我点点头,确实不能出现,不然被乔森看见我,他们在村里身份就隐瞒不下去,说不定还会对我下手。
如此一来,我就危险了。
不过,“我不回家我住哪儿?”
“庙里”
“庙里?庙里有住人的地方吗?”
今天我打扫卫生怎么没注意到。
“庙后面有住所,回去后你收拾一下。”
又收拾?
我特么一下午没别的事情干了吧!
一直打扫卫生。
“那我吃饭怎么办?”
“自己想办法”
自己想?
我特么…
盯着阴王渐行渐远的背影,我好一顿拳脚相加。
回到庙里,已经是后半夜了。
月色下,一栋独立的木头房子。
看起来摇摇欲坠。
好像随时都能瘫痪。
“这是人住的房子?”
我家狗窝都比这里装修豪华。
“上一任庙祝住过。”
阴王背对着我站在门前,长身玉立,像冬日的冷感阳光。
又好似秋夜里疏离的星光,淡漠而又让我不敢亵渎。
“大人,上一任你庙里的庙祝是男是女啊?”
“女”
“女的?”我惊讶地长大了嘴巴,“那,那她多大年龄?”
阴王慢慢转身回眸,睫毛微垂,“初识正是豆蔻年华”
豆蔻年华?
果然是好年纪。
“那她人呢?”
“死了”
我心没来由,沉了沉。
“你就让她死了?”
“人皆有一死,并不是本王能左右的。
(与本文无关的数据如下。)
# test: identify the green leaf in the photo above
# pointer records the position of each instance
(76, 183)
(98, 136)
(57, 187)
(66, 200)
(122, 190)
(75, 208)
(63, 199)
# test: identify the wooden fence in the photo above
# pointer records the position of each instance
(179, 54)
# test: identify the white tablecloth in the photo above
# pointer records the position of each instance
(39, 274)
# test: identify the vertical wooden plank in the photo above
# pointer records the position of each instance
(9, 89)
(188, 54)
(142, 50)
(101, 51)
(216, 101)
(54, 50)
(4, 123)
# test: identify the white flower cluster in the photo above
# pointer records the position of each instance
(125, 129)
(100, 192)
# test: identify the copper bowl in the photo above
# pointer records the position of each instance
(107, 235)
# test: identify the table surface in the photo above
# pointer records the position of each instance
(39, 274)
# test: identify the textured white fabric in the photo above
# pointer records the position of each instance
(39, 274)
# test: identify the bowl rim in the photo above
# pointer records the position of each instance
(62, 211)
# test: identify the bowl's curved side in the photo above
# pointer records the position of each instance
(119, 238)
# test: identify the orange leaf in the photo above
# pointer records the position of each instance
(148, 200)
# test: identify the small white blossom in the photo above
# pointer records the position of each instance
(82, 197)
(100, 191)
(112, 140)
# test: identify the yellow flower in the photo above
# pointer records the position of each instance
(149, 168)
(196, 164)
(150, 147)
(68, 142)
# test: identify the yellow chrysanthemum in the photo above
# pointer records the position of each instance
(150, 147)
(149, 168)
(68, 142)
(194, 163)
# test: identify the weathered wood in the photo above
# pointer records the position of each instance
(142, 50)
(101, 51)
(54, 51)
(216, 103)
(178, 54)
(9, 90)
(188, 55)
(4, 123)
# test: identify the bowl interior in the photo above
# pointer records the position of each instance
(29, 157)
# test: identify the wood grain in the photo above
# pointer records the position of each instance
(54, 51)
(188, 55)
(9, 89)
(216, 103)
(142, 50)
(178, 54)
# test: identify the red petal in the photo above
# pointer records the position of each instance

”
我心不由发紧,“那我呢?”
阴王睫毛颤了颤,抬眸定定地看向我,“你也会死”
我当然知道我会死了。
用他告诉我吗?
“我是问你,你舍得我死吗?我若死了谁每天给你上香,陪你说话解闷啊!”
想到他说得那么无情。
我心里就怪难受的。
好歹我跟他相识一场,他怎么说到我死的时候,一丝表情都没有。
“舍得”
他说这两个字时,嘴角不自觉勾起。
我觉得他是在嘲笑我。
嘲笑我不自量力,妄想得到他的垂怜。
算了,被扎心了。
不想跟他聊天了。
我转身回了那间不挡风不遮雨的破屋子。
借着外面月色,我稍微收拾了下。
因为没有被褥,我只好裹着羽绒服在吱呀作响的木头床上坐到了天亮。
天色微明时。
我奶背着一个大包袱敲响了我这破屋的房门。
“奶,你怎么来了?”
我揉着发锈的眼睛,哈欠一个接一个。
“阴王给我托梦了,你这孩子也是,自己不知道给我打电话,还要麻烦阴王大人。”
奶奶责备得横了我一眼。
挤开挡门口的我,进去帮我铺床。
我嘿嘿一笑,想不到他还挺细心的。
“奶,我手机没电了,再说,我供奉他,他帮我点小忙不应该吗?”
我说得理所当然。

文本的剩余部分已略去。